NEWS

Gujarat riots a genocide: Tehelka

By Onkar Singh in New Delhi
October 25, 2007 21:19 IST

Investigative weekly Tehelka on Thursday claimed to have unravelled the truth behind the 2002 Gujarat riots.

Tehelka claimed it had 'irrefutable' evidence that the killings of Muslims post-Godhra train carnage in Gujarat was 'not a spontaneous swell of anger but a genocide' planned and executed by top functionaries of the Sangh Parivar and state authorities 'with the sanction' of Chief Minister Narendra Modi.

Addressing a press conference in New Delhi, Tehelka Editor-in-Chief Tarun Tejpal claimed that the magazine had carried out a sting operation over the last six months by talking to a number of Sangh Parivar leaders, including Godhra BJP MLA Haresh Bhatt, Shiv Sena leader Babu Bajrangi, who was earlier in the Vishwa Hindu Parishad, and VHP leaders Anil Patel and Dhawal Jayanti Patel, to bring out the truth.

"We have evidence that bombs were being made in the VHP office premises," Harinder Baweja, Editor (Investigations), told rediff.com.

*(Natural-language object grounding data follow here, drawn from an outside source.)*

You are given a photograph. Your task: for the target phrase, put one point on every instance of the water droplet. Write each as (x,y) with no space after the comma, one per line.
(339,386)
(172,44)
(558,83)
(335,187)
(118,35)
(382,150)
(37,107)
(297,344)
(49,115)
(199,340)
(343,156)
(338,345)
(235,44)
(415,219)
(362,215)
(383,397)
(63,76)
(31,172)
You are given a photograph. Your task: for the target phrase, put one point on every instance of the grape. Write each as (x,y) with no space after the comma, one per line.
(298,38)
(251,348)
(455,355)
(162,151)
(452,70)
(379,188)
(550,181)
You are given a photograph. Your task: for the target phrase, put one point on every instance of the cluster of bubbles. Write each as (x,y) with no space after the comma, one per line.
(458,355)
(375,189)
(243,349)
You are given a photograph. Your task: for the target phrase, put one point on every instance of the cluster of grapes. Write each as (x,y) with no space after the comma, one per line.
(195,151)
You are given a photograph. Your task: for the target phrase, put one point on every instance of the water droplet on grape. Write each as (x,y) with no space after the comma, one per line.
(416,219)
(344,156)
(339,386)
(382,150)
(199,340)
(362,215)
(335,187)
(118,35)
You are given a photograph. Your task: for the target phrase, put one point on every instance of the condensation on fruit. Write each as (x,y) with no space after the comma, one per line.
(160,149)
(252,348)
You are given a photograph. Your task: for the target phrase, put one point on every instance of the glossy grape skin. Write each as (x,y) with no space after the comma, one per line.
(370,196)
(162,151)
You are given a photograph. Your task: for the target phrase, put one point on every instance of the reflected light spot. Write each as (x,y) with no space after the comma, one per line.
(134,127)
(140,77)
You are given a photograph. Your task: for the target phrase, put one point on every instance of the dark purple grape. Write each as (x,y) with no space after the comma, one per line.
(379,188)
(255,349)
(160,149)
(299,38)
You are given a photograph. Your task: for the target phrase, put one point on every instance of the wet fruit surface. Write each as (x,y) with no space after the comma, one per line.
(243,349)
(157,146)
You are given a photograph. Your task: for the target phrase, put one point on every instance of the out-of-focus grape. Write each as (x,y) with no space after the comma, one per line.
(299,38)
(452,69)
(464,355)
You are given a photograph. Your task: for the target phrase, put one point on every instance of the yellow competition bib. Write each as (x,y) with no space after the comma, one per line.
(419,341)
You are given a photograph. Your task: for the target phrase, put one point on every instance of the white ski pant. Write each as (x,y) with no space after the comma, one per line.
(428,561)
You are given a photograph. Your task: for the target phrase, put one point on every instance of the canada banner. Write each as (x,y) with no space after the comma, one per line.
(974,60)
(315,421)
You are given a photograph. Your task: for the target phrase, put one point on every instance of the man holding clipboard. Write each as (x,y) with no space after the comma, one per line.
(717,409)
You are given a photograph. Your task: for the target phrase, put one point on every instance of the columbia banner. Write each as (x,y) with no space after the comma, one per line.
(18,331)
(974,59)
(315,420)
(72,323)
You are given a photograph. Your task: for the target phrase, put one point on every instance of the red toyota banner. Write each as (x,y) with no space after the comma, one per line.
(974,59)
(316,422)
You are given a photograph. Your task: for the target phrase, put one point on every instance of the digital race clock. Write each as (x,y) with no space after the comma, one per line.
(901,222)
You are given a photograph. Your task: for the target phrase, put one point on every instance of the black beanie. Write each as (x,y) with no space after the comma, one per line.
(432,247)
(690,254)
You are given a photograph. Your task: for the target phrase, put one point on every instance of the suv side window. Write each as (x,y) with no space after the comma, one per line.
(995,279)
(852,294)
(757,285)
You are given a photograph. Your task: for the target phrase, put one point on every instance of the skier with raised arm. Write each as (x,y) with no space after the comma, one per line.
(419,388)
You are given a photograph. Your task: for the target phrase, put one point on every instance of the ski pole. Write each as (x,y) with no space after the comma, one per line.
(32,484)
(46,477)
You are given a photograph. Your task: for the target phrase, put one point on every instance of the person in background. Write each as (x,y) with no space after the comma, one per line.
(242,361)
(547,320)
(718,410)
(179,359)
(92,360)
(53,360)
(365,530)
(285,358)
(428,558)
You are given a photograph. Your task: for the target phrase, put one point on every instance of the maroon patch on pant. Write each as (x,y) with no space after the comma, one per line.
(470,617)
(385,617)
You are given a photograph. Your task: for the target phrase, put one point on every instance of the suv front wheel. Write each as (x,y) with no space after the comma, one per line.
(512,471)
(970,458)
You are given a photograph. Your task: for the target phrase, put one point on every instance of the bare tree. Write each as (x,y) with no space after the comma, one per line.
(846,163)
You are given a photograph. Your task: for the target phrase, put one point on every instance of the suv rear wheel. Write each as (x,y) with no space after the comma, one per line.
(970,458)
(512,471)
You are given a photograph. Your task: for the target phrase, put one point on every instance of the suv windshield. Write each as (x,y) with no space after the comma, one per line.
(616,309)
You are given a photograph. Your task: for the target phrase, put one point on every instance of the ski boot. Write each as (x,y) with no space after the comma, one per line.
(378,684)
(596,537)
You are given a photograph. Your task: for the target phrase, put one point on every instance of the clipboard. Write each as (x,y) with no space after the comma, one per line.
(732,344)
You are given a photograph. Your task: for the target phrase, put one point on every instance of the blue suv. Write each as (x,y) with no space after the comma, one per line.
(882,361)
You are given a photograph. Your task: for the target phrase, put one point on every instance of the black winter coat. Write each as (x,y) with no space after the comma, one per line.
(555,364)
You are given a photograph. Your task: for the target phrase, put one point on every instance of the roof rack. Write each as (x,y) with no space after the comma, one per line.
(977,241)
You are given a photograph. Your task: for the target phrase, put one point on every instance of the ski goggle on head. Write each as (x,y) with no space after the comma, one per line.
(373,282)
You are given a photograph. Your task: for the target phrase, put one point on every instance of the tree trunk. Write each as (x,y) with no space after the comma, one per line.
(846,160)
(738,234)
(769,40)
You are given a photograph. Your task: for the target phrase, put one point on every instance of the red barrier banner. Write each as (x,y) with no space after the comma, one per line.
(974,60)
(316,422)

"In Tehelka's ground breaking investigations, for the first time, hear the truth of the genocidal killings from the men who actually did it. In shocking disclosures, Chief Minister Narendra Modi came and patted the back of criminals, and told them that they had done a good job," Baweja said.

The Bharatiya Janata Party has reacted sharply to the magazine's report stating that Tehelka was acting as CIA (Congress Investigating Agency) and it was a collusive sting, which could hardly be called investigative journalism.

Party spokesman Prakash Javedekar said the 'dirty tricks department' of the Congress was at work again in view of the assembly elections in Gujarat.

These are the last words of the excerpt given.